BEIJING – Shao Yu became fascinated by Austria when she was a little girl after hearing melodies echo in the Musikverein Golden Hall during a television broadcast of Vienna’s New Year Concert.
As a student of the piano and a symphony orchestra fan, the 23-year-old made a journey to Vienna, the European capital of classical music, five years ago.
“The garden of Schonbrunn Palace is as beautiful as a painting,” she recalled. “I was also thrilled to see swans on the Danube, which I remember seeing on TV.”
Impressed by the tranquility and neatness of Austria, Shao, who grew up in Beijing, said she cannot wait to visit the country again.
She is among the many tourists planning a trip to Austria, a nation that this year celebrates four decades of diplomatic ties with China.
In 2004, China granted Austria approved destination status, which allowed Chinese nationals to travel to the country in tour groups.
According to figures from the Austrian National Statistical Office, the number of tourists who had arrived from China reached about 175,000 by the end of August this year, up 49.5 percent compared with the same period last year.
“Chinese tourists usually travel to Austria and neighboring countries such as Germany and Italy in tour groups,” said Bai Jiang, manager of European tourism for China Travel Service in Beijing. “The country is attractive to Chinese visitors for its splendid cultural heritage in classic music and the picturesque natural sceneries.”
Kot Cheung, CEO and managing director of Vienna-based Birke Travel, said the agency has handled a record number of tourists from the Chinese mainland since June. The weakened euro has made trips to Austria cheaper than before, he added.
Josef Stockinger at the Austrian National Tourist Office said the rise in Chinese tourists, especially since 2010, has benefit the Austrian economy.
“Chinese tourists tend to buy souvenirs, jewelry, watches and other luxury products. Swarovski crystals are one of their favorites,” he said.
Chinese tourists are ranked the second biggest spenders in Austria, behind only Russian visitors, Stockinger said, citing statistics from tax refund authorities.
Jiang Yiyi, director of China Tourism Academy’s International Tourism Development Institute, said Austria is one of the top five popular destinations in Europe for Chinese due to its various resources.
“Besides traditional tours to experience classic music and ancient castles, more Chinese are buying shopping and self-drive tours,” Jiang said.

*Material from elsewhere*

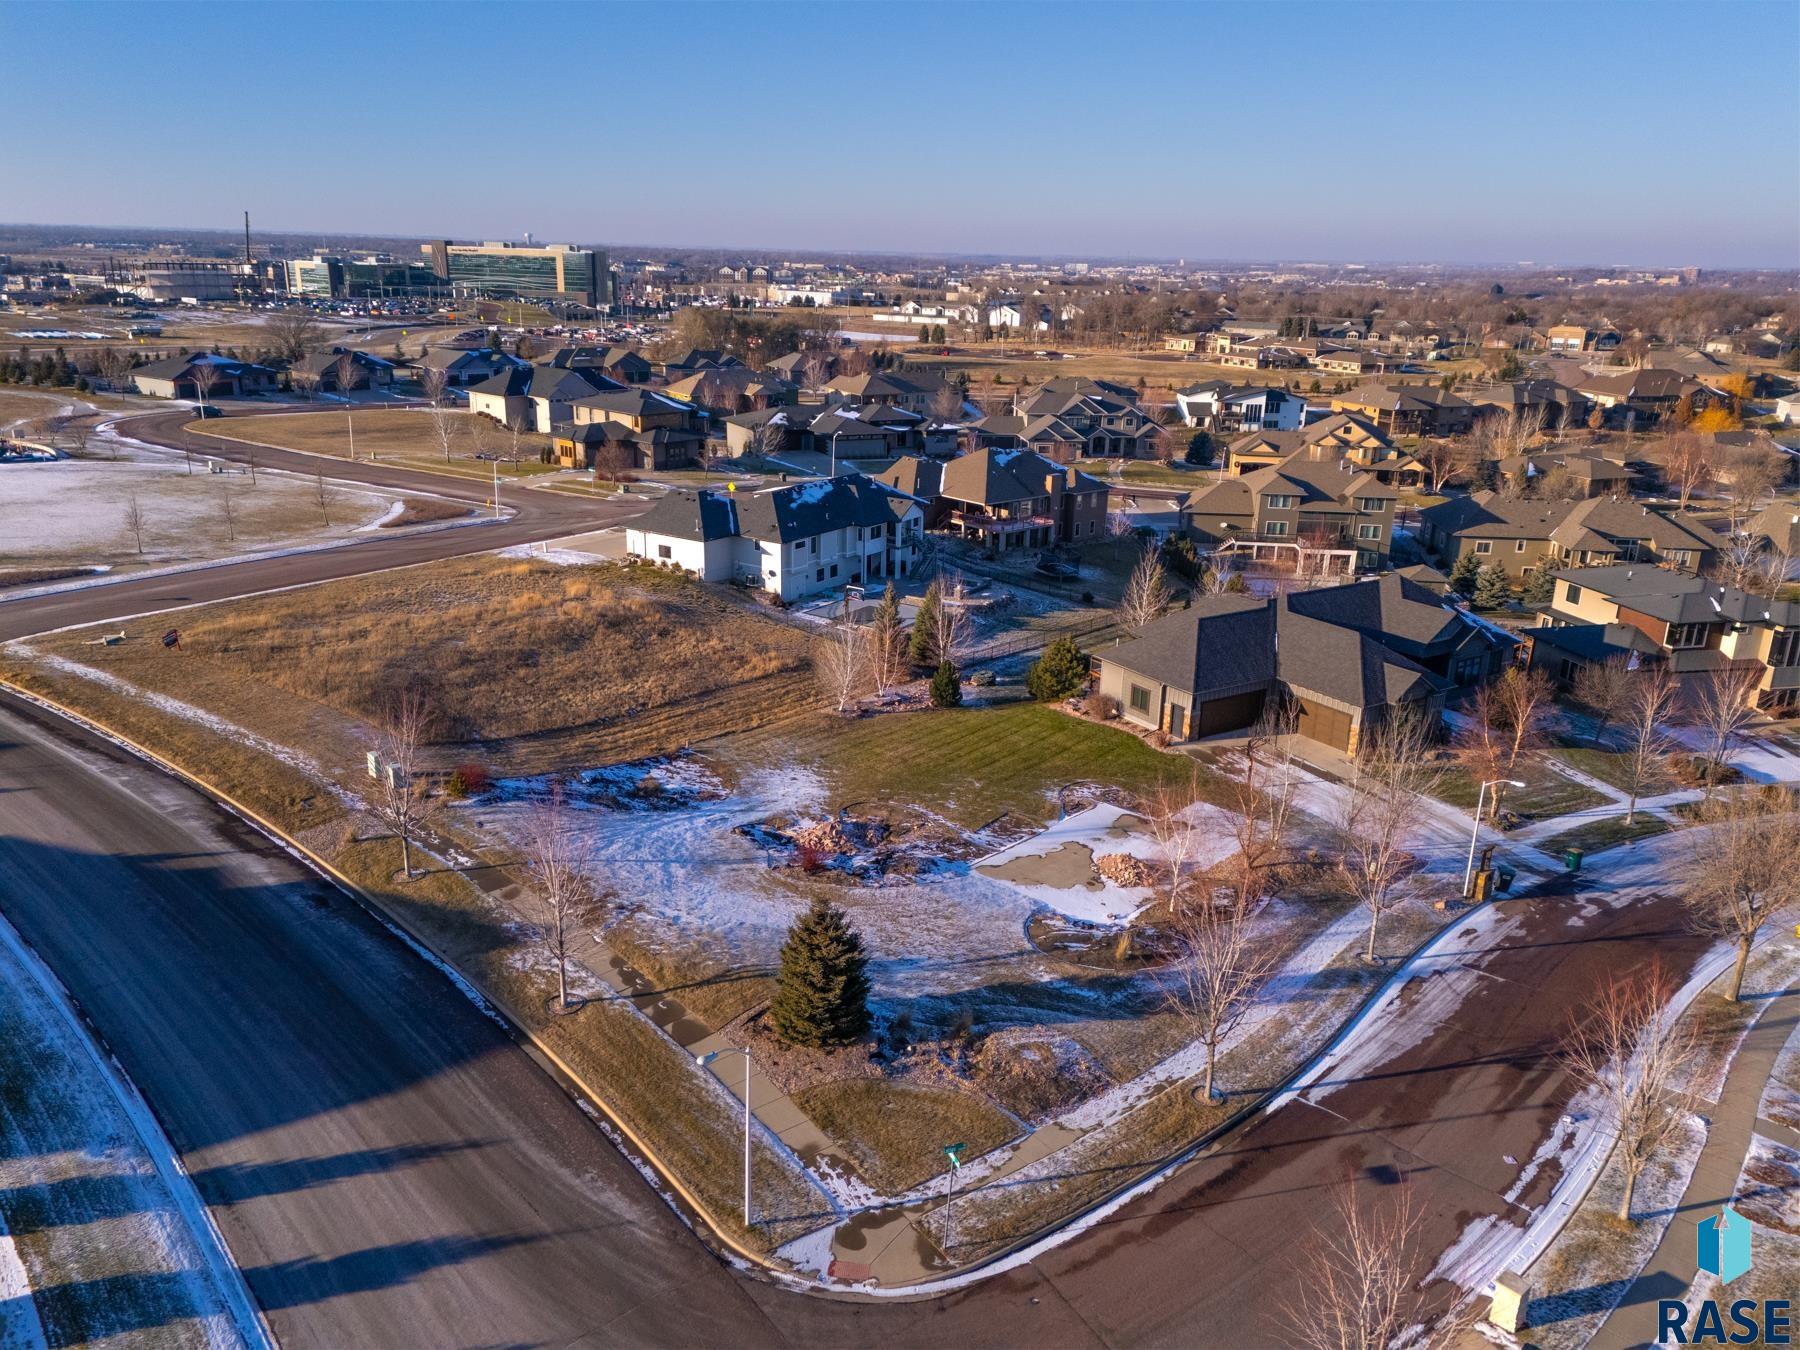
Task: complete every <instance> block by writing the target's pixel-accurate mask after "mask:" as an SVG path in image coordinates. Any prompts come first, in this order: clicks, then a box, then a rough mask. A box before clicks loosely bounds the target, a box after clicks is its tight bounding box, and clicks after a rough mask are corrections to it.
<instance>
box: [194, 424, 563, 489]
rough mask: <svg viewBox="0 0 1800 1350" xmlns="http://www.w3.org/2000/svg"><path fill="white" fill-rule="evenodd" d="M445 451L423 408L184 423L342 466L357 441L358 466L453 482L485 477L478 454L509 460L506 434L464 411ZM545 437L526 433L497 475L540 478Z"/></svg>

Given that the number of Chinese tourists has seen an increase, travel agencies are calling for a more liberal visa policy for visitors.
“Obtaining an entry permit is still a complicated procedure, especially for those who want to travel on an individual basis,” Bai said. “We hope the policy can be more favorable to Chinese, as experience suggests most visitors have followed the laws of those destination countries.”